Reviewing Factual Findings that Support a Legal Conclusion (of Eligibility)

Patent – Patently-O 2017-08-17

FoundationThe Federal Circuit has denied Prism Tech‘s petition for en banc rehearing on the question of deference to district court factual-findings that underlay a decision on patent eligibility.  Prism had raised the following question:

This case warrants en banc review because it involves the precedent-setting question of whether this Court should apply a clear error standard of review to a district court’s underlying factual findings regarding patent eligibility under 35 U.S.C. § 101.

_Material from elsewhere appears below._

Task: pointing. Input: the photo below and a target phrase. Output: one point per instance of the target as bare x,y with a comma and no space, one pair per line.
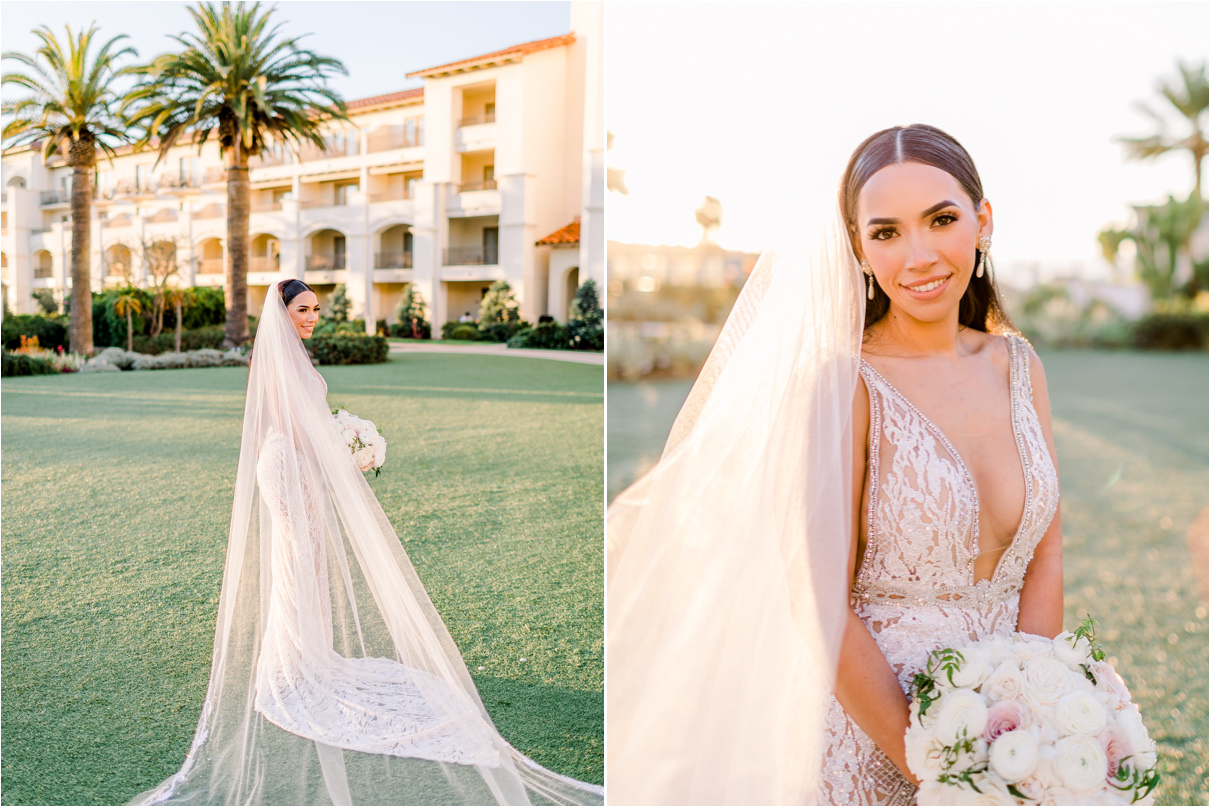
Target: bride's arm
866,686
1042,602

In this case, the District Court found the Asserted Claims patent eligible under § 101 and made several factual findings in support thereof. On appeal, the Panel characterized patent eligibility under § 101 purely as an issue of law and applied a de novo standard of review to both the legal issue of patent eligibility and the District Court’s underlying factual determinations. The Panel should have granted deference to the District Court’s factual findings. Failing to do so was inconsistent with precedent of the Supreme Court and this Court that grants deference to subsidiary factual determinations made by district courts in deciding similar questions of law—namely, Teva Pharm. USA, Inc. v. Sandoz, Inc., 135 S. Ct. 831 (2015) (Federal Circuit must review for clear error district court’s subsidiary factual findings regarding claim construction); Mintz v. Dietz & Watson, Inc., 679 F.3d 1372 (Fed. Cir. 2012) (Federal Circuit must review for clear error district court determinations on factual inquiries underlying the obviousness analysis); Alfred E. Mann Found. for Sci. Research v. Cochlear Corp., 841 F.3d 1334, 1341 (Fed. Cir. 2016) (Federal Circuit must review for clear error district court’s subsidiary factual findings regarding indefiniteness).

PrismBrief.    This issue will continue to percolate.

The court also recently denied a somewhat similar petition in GoDaddy.com v. RPost Communications.  That losing patentee’s petition asked whether eligibility a proper invalidity defense even though it is not codified as a defense in 35 U.S.C. §282(b) and whether, at the summary judgment stage, must the district court weigh evidence underlying the eligibility question in the non-movant’s favor?

Finally, the court has also denied the petition in RecogniCorp v. Nintendo Co.  That petition focused on the eligibility of patents relating to the encoding and decoding of data.